Sunday, September 24, 2017

A Loser and a Racist to Boot.

An interesting article in The Atlantic, "Donald Trump and the Depressing Politicization of Everything." Writer Derek Thompson puts the man/baby president's endless tantrums down to two things.

What is the meaning of these seemingly frivolous skirmishes with athletes and sports leagues? His true motivations aren’t clear, but his behavior does fit a pattern.

As Adam Serwer wrote here, there is a clear racial element to Trump’s pronouncements. When the NFL star Tom Brady, a white player, skipped his championship team’s White House visit, the president was silent. (Brady has described Trump as a “good friend,” and at one point displayed a “Make America Great Again” hat in his locker.) When Warriors star Stephen Curry, a black man, announced his intention to do the same, the president called him out on Twitter and rescinded the team’s invitation. In calling for NFL owners to fire protesting players, the president encourages an overwhelmingly white ownership group to disemploy members of overwhelmingly black NFL players union. As Serwer wrote, Trump’s instant criticism of Curry and black NFL players stands in stark contrast to his infamous hesitation to condemn white supremacists and neo-Nazis.

Another reason that the president cannot resist commenting on every non-political issue in American life is that he seemingly cannot stand the actual work of American governance—a preference made salient at a moment when lawmakers are busy trying to repeal the signature legislative achievement of Trump’s predecessor. Several Republican lawmakers said the president never mastered the details of health care policy. The president’s recent NFL commentary suggests that national anthem protests, on the other hand, are a debate he can engage with.

Trump is choosing to politicize sports and entertainment, not only because he is inclined toward controversy, but also because he is so demonstrably uninterested in actual policy and the political process.

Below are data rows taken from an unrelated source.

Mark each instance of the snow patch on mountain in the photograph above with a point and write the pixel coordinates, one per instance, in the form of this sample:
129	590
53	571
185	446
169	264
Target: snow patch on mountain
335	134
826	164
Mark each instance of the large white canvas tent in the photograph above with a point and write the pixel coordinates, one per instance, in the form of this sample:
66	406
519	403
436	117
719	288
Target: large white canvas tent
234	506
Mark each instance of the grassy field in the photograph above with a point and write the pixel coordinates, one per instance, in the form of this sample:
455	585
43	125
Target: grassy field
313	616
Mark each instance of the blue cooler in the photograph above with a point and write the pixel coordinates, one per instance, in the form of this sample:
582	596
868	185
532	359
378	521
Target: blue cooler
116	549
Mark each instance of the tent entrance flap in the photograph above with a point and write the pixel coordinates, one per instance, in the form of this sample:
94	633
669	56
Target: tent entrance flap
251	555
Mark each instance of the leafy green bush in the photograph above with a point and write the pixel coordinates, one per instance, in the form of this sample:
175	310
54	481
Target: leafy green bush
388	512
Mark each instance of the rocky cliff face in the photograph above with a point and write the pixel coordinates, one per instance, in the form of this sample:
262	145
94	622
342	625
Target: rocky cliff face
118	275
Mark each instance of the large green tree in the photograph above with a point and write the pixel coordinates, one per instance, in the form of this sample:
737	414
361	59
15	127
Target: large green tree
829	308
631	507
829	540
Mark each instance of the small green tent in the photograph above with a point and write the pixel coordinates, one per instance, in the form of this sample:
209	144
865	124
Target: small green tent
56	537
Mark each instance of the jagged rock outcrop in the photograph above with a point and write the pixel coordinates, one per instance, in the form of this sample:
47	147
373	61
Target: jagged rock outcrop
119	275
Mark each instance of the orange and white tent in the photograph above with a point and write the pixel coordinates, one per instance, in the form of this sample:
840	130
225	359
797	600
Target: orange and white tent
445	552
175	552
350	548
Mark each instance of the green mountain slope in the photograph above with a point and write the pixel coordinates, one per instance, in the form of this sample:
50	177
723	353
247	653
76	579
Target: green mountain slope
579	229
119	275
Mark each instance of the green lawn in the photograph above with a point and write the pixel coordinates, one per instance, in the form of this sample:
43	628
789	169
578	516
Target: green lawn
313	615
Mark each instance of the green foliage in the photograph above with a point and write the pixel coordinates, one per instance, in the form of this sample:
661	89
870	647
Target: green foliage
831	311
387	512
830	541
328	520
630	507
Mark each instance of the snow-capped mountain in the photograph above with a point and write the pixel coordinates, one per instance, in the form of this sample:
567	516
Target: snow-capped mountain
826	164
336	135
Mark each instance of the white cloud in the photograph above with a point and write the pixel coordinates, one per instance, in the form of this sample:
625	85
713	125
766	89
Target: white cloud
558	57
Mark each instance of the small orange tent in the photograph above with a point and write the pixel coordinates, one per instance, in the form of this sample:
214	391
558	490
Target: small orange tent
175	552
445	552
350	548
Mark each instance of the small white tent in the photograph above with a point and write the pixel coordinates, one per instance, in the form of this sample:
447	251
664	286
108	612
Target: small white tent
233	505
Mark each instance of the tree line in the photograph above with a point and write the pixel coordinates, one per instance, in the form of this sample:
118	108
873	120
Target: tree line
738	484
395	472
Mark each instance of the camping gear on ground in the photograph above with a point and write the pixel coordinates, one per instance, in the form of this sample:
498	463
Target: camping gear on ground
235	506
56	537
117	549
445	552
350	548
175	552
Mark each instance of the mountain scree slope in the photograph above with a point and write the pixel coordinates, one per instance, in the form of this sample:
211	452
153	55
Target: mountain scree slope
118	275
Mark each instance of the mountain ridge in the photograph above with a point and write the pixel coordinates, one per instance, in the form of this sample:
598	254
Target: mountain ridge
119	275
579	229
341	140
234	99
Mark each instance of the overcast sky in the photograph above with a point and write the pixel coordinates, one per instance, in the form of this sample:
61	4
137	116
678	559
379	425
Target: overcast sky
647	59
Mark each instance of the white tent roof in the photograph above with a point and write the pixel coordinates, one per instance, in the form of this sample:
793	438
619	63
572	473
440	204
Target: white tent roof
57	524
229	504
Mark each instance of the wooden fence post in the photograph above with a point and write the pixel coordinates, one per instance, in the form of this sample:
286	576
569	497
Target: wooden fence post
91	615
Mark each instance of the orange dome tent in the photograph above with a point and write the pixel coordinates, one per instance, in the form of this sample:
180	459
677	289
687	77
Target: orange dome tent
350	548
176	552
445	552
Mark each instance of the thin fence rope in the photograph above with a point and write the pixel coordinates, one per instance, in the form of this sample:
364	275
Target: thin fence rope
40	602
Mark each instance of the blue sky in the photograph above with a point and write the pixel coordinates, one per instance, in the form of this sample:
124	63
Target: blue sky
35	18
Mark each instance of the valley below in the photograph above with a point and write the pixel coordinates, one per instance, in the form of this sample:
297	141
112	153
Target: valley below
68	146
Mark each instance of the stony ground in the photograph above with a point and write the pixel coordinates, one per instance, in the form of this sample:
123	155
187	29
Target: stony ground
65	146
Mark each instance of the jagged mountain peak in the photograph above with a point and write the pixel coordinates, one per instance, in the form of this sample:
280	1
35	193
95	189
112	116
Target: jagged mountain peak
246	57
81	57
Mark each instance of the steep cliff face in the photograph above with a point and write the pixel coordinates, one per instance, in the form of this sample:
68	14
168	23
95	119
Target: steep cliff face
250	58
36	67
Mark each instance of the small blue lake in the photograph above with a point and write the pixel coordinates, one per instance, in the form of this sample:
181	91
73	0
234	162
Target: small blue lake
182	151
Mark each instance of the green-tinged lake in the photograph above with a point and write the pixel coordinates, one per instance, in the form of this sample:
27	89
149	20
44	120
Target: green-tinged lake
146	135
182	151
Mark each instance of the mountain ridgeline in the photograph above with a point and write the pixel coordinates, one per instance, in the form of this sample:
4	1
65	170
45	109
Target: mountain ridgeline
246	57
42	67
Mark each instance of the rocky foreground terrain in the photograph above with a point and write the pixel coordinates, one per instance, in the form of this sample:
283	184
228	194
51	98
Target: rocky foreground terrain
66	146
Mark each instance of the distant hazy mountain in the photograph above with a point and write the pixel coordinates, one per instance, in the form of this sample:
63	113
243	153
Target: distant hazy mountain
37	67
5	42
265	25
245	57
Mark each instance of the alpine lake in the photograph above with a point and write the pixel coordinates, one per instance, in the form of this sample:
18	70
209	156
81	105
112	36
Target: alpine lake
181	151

Nobody is forcing the president to morph into a sports radio commentator. It is merely the role that best suits the skills that come most naturally to the former game-show host. Consider the simple, uncontroversial fact that in his ninth month in office, the U.S. president has a clearer position on Stephen Curry’s White House clearance than on any single detail of health care or tax reform. Trump is so bored by the quotidian demands of his surprisingly “complicated”job, which requires guiding policy through a complex political process, that he uses his position to instead harass Americans on the internet. Judging by the attention his sports commentary received this weekend, one can assume that Trump’s shock-jock-in-chief routine will be a long-running show.


Trailblazer said...

The race card is always just under the surface.
Nigel Farage or Donald Trump , it matters little.
In the USA the civil war was never over ; just brushed over.
In the UK the Brit's never got over " Queen Victoria ,very fine man"

Trump and co are the latest of those that consider themselves superior to other races and other income levels.


Owen Gray said...

Let's remember that Trump thought Frederick Douglas was his contemporary.

crf said...

I do remember other athletes and media commentators heavily criticizing Tim Thomas of the Bruins for not joining his team for their visit to Obama's White House. His reasons were that he didn't like what the federal government's policies were.

(Just searching Google, here is one fairly ugly story pillorying Thomas: )

The Mound of Sound said...

The critical difference, Chris, is whether Obama took the protest in a presidential manner or whether he singled out Thomas and his team for public ridicule. Let me guess.